At an intellectual level, I agree with the premise that if an
organisation like WMF wants to raise money through banner ads, and
wants to raise *a lot* of money, it makes sense to engineer that
process: experimenting, collecting data, refining the message,
implementing improvements.
But at a gut reaction level, I find this process distasteful. I don't
know why, exactly. There's this feeling of treating the people who
support WMF as lab rats, working out which experimental conditions are
ideal for extracting maximum dollar per eyeball. And the inherent
irony in an idea like "donors respond well to authenticity, so we
carefully concocted a message full of maximum authenticity..."
It's something like intellectually being ok with eating meat, but not
wanting to observe the process of butchery.
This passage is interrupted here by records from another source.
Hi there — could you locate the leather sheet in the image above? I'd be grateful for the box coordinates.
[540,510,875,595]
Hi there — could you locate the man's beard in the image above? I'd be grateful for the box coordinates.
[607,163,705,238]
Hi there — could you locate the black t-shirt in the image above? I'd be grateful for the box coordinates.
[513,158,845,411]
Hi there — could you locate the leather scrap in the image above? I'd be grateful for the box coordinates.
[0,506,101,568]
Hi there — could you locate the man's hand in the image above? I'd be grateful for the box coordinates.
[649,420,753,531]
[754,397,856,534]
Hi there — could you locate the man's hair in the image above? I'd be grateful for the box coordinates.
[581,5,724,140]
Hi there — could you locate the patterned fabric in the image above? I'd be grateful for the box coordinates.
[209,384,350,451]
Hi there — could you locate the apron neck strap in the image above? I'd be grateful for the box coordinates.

Just posting to back anyone else up who feels a bit uncomfortable with
seeing this kind of report, and the thinking implied behind it.
Steve
I see what you mean/where you're coming from but I would like to raise
something to contest your saying that it is about "extracting maximum dollars per
eyeball".
Have a looks at
http://wikimediafoundation.org/wiki/Special:FundraiserStatistics
And specifically the tabs for "number of donors" and "average
donation" (the current year are they dark red lines). You will see that this year is
vastly more successful in terms of number of people participating in the fundraiser - and
in this sense it could be seen as either successful or exploitative depending on one's
point of view. However, you can also see the that average amount being donated per person
is either stable or has actually decreased relative to previous years. This is not by
chance and is a fundraising campaign design decision to try to maximize participation in
the fundraiser and not merely get as much money as possible. I think this is a very
interesting statistic as it validates the decision of the WMF to move away from looking to
attract major donors - it ultimately means the wikimedia movement is more accountable to
individual donors who give at the level of $20 than the rich few. This is "carefully
concocted", as you rightly say, but done so in a way that is true to ourselves IMO.